In Wang's work, he wants the increase in wax to appear on the outside edge of the plant, not throughout. If the thickening occurs elsewhere, the plant might grow too slowly or have a poorer nutritional value. Also, he said, "you only want the gene expressed in times of drought."
The same challenges appear in another line of experiments, this time with coaxing plants to absorb more phosphate. Phosphate is an essential nutrient for plants, but the majority of the mineral remains trapped in the dirt because the plant doesn't have a good mechanism to absorb it. Wang is experimenting with two genes that code for enzymes that allow phosphorus to more easily pass into the plant. He faces the same challenge of precision: he only wants the genes expressed in the plant's roots.
The targets of these experiments are alfalfa and white clover, both of which are important forage legumes for livestock. The work is partly funded by Forage Genetics International, a subsidiary of the Land O'Lakes corporation, known for producing other genetically engineered products.
In addition to the scientific realities, Wang also knows that genetic transformation is a rough terrain for public policy. One of his mentors was Ingo Potrykus, a professor at the Swiss Federal Institute of Technology in Zurich, who helped develop golden rice. Golden rice, which contains a gene that makes vitamin A, could help protect much of the developing world from blindness. At its introduction in 2000, the rice was hailed on the cover of Time magazine. Yet it has not yet been adopted in some of the world's highest rice-consuming, vitamin A-deficient countries because the idea of directly altering the genes of plants makes many consumers wary.

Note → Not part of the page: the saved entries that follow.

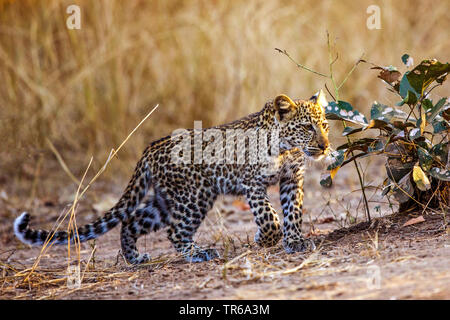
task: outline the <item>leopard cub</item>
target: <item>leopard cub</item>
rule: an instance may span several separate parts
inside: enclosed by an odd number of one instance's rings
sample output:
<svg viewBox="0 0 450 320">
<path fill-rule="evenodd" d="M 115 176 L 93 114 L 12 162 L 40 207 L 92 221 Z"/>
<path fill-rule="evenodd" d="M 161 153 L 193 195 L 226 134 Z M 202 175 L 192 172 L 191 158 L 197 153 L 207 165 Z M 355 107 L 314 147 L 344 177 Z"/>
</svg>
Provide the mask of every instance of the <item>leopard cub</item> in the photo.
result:
<svg viewBox="0 0 450 320">
<path fill-rule="evenodd" d="M 240 120 L 181 130 L 154 141 L 119 201 L 103 217 L 80 227 L 77 235 L 57 231 L 50 242 L 66 244 L 75 237 L 84 242 L 121 223 L 122 253 L 129 263 L 141 264 L 150 257 L 139 254 L 138 238 L 166 228 L 169 240 L 187 261 L 207 261 L 218 257 L 218 252 L 199 247 L 193 237 L 217 196 L 229 194 L 247 199 L 259 245 L 273 246 L 283 238 L 288 253 L 313 247 L 301 233 L 304 164 L 306 157 L 317 160 L 329 152 L 326 105 L 322 91 L 309 100 L 281 94 Z M 262 142 L 271 145 L 270 152 Z M 282 227 L 267 196 L 267 187 L 276 183 Z M 50 232 L 30 229 L 29 221 L 26 212 L 15 220 L 16 236 L 24 243 L 42 245 Z"/>
</svg>

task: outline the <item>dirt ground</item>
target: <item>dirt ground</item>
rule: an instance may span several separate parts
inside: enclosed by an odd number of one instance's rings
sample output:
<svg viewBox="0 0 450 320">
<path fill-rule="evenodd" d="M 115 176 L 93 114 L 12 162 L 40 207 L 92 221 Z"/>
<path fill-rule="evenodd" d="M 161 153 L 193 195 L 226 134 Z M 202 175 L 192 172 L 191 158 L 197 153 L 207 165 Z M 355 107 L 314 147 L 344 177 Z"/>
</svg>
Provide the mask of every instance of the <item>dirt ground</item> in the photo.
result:
<svg viewBox="0 0 450 320">
<path fill-rule="evenodd" d="M 41 249 L 15 239 L 12 224 L 23 209 L 21 199 L 0 186 L 0 299 L 450 299 L 448 214 L 395 213 L 396 206 L 377 188 L 384 175 L 381 162 L 369 167 L 370 224 L 354 168 L 341 169 L 335 185 L 323 189 L 318 182 L 323 165 L 310 166 L 303 231 L 315 241 L 314 252 L 257 247 L 245 202 L 222 198 L 197 233 L 197 241 L 217 248 L 220 259 L 186 263 L 159 231 L 139 242 L 152 261 L 130 267 L 119 254 L 116 228 L 81 245 L 79 286 L 68 283 L 67 246 L 50 248 L 30 272 Z M 78 206 L 77 224 L 101 215 L 121 189 L 96 183 Z M 32 226 L 54 225 L 74 191 L 61 188 L 35 199 Z M 279 210 L 278 189 L 269 191 Z M 411 220 L 417 217 L 424 221 Z M 404 226 L 408 221 L 419 222 Z M 74 247 L 71 254 L 77 265 Z"/>
</svg>

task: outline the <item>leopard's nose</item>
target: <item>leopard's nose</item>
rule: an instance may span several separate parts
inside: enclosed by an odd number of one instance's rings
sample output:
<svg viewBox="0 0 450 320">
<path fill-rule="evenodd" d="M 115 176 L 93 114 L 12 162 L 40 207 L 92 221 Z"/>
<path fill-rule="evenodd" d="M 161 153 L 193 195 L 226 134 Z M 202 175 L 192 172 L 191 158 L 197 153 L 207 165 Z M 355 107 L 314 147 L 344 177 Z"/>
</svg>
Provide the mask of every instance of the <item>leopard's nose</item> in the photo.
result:
<svg viewBox="0 0 450 320">
<path fill-rule="evenodd" d="M 328 145 L 326 143 L 319 143 L 318 147 L 322 150 L 325 151 L 328 148 Z"/>
</svg>

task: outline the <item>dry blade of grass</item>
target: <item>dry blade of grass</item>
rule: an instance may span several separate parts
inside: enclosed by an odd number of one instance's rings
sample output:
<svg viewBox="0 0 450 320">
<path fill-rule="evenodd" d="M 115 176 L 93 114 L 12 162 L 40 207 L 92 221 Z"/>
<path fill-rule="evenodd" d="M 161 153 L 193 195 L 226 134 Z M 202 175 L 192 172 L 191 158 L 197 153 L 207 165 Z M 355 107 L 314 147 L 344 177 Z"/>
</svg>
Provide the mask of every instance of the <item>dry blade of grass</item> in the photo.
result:
<svg viewBox="0 0 450 320">
<path fill-rule="evenodd" d="M 58 150 L 55 148 L 55 146 L 53 145 L 53 143 L 47 138 L 46 139 L 48 146 L 50 147 L 50 150 L 52 150 L 52 152 L 55 154 L 56 159 L 58 160 L 58 163 L 60 164 L 60 166 L 63 168 L 64 172 L 69 176 L 69 178 L 76 184 L 76 185 L 81 185 L 80 180 L 78 180 L 72 173 L 72 171 L 70 171 L 69 167 L 67 166 L 66 162 L 64 161 L 63 157 L 61 156 L 61 154 L 58 152 Z"/>
<path fill-rule="evenodd" d="M 139 122 L 139 124 L 128 134 L 128 136 L 125 138 L 125 140 L 122 141 L 122 143 L 117 147 L 117 149 L 112 149 L 108 159 L 106 160 L 105 164 L 100 168 L 100 170 L 95 174 L 95 176 L 89 181 L 87 186 L 81 191 L 79 198 L 81 198 L 84 193 L 89 189 L 92 183 L 94 183 L 95 180 L 106 170 L 106 167 L 108 166 L 109 162 L 117 155 L 117 153 L 120 151 L 120 149 L 123 147 L 123 145 L 130 139 L 130 137 L 133 135 L 133 133 L 141 126 L 142 123 L 144 123 L 145 120 L 147 120 L 148 117 L 152 115 L 152 113 L 159 107 L 159 104 L 157 104 L 142 120 Z"/>
<path fill-rule="evenodd" d="M 84 172 L 83 177 L 81 178 L 80 183 L 78 185 L 77 192 L 75 194 L 75 199 L 72 203 L 72 207 L 70 208 L 69 224 L 67 225 L 67 234 L 68 234 L 67 238 L 70 239 L 71 238 L 70 235 L 72 234 L 73 238 L 75 240 L 75 250 L 77 253 L 78 270 L 80 270 L 80 268 L 81 268 L 81 254 L 80 254 L 81 242 L 80 242 L 80 236 L 78 234 L 77 220 L 75 217 L 75 208 L 77 207 L 78 200 L 80 199 L 80 197 L 79 197 L 80 190 L 82 188 L 83 181 L 86 178 L 86 175 L 89 171 L 89 168 L 91 167 L 92 159 L 93 159 L 93 157 L 91 157 L 91 159 L 89 160 L 89 164 L 86 168 L 86 171 Z M 70 257 L 71 257 L 70 256 L 70 243 L 71 243 L 71 241 L 67 241 L 67 268 L 69 268 L 69 266 L 70 266 Z"/>
<path fill-rule="evenodd" d="M 152 115 L 152 113 L 158 108 L 159 104 L 157 104 L 140 122 L 139 124 L 128 134 L 128 136 L 125 138 L 125 140 L 122 141 L 122 143 L 119 145 L 119 147 L 117 149 L 113 149 L 107 159 L 107 161 L 105 162 L 105 164 L 100 168 L 100 170 L 95 174 L 95 176 L 89 181 L 89 183 L 87 184 L 87 186 L 85 188 L 81 190 L 82 187 L 82 183 L 84 181 L 84 178 L 86 177 L 86 174 L 92 164 L 92 157 L 91 160 L 89 161 L 89 164 L 85 170 L 85 173 L 83 175 L 83 178 L 81 179 L 78 189 L 77 189 L 77 193 L 75 195 L 75 199 L 72 203 L 71 208 L 67 211 L 67 213 L 64 215 L 63 219 L 60 220 L 58 226 L 50 233 L 50 236 L 48 237 L 48 239 L 45 241 L 41 252 L 39 253 L 38 257 L 36 258 L 31 270 L 29 271 L 28 275 L 24 278 L 24 281 L 27 281 L 30 279 L 30 276 L 33 274 L 34 270 L 36 269 L 36 267 L 38 266 L 42 255 L 46 252 L 48 245 L 50 243 L 50 241 L 52 240 L 55 232 L 58 230 L 59 226 L 62 224 L 62 222 L 66 219 L 67 215 L 70 212 L 70 220 L 69 220 L 69 227 L 68 227 L 68 232 L 71 232 L 71 227 L 72 230 L 74 231 L 74 235 L 76 234 L 77 236 L 75 237 L 75 239 L 78 239 L 78 245 L 77 245 L 77 252 L 78 252 L 78 263 L 80 263 L 80 243 L 79 243 L 79 238 L 78 238 L 78 230 L 76 228 L 76 224 L 75 224 L 75 207 L 77 202 L 81 199 L 81 197 L 84 195 L 84 193 L 89 189 L 89 187 L 95 182 L 95 180 L 103 173 L 104 170 L 106 170 L 107 165 L 110 163 L 110 161 L 114 158 L 114 156 L 119 152 L 119 150 L 123 147 L 123 145 L 130 139 L 130 137 L 133 135 L 134 132 L 136 132 L 136 130 L 142 125 L 142 123 L 144 123 L 145 120 L 148 119 L 148 117 L 150 117 Z M 69 233 L 70 234 L 70 233 Z M 70 239 L 70 238 L 69 238 Z M 51 247 L 51 244 L 50 244 Z M 68 254 L 70 257 L 70 241 L 68 241 Z M 70 263 L 70 259 L 69 259 L 69 263 Z"/>
<path fill-rule="evenodd" d="M 80 278 L 81 278 L 81 279 L 80 279 L 80 282 L 81 282 L 81 283 L 83 283 L 83 279 L 84 279 L 84 276 L 85 276 L 85 274 L 86 274 L 86 270 L 88 269 L 89 263 L 91 262 L 91 259 L 92 259 L 92 257 L 94 256 L 96 250 L 97 250 L 97 246 L 94 246 L 94 247 L 92 248 L 91 255 L 89 256 L 89 258 L 88 258 L 87 261 L 86 261 L 86 267 L 84 268 L 83 274 L 82 274 L 81 277 L 80 277 Z"/>
</svg>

"There will be people against it, no matter what you do," Wang said. In the United States, genetically modified plants are widespread: 80 percent of corn, 86 percent of cotton and 92 percent of soybeans are genetically engineered.
"I think it's a critical technology that's going to be around for a while," said Ed Kaleikau, National Program Leader in plant genetics at the United States Department of Agriculture's Cooperative State Research Education and Extension Service. "It will be useful in increasing the production of crops, particularly as the population is growing."
Wang hopes what is true for food crops will one day apply to forage plants. People depend on grass and legumes, he points out, even if they never think about the stuff under their feet.
And if the research goes well, they won't have to.